Je kunt net zo goed stellen dat wanneer je 2 DAP kastjes ziet staan er een hele harde strakke bas is.

Misschien is het geluid totaal ruk... maar het ziet er wel vetjes uit  :Big Grin:

----------


## jurjen_barel

Oké, maar als je 30 subs of zo aanschaft, verwacht je wel dat het echt lekkere speakers zijn.
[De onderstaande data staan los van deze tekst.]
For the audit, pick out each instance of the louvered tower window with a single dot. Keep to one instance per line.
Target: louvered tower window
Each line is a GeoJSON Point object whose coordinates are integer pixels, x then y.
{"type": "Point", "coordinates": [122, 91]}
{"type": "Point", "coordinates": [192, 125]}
Beter weinig en echt goed, dan veel en waardeloos.

Maar ja, dat zijn mijn ideeën weer [ :Stick Out Tongue: ],
Jurjen

Let op je spelling, postings met veel spel- of taalfouten worden verwijderd.

----------


## ivo

Ik denk dat het hier in de eerste plaats om het show efect gaat, iemand die dit neer hang heeft geld genoeg.

----------


## ljanton

ja want dat rode verf en die speciale vorm van die kastjes is toch niet voor de leut maar voor de show en het geluids kwaliteit =&gt; daar kunnen we  pas over ooordelen als we het daar hebben gehoord


greet's ljanton

----------


## ljanton

hehe  :Big Grin: het ziet er eigenlijk nog wel best stoer uit :Big Grin:

----------


## - -Niels- -

Waar heb je de foto's eigenlijk vandaan? En zijn er dan nog meer van? [?]

Groeten,
        Niels

----------


## Merijndj

komt van:
http://www.bcspeakersusa.com/install...ants/tokyo.htm

----------


## Matt

ze zeggen dat 1 zo'n rode kast 1000 watt produceert,
nou zie ik met de plaatjes vergeleken er al zo'n 22 hangen (kan maar 1 lengte zien maar verwacht aan de andere kant hetzelfde).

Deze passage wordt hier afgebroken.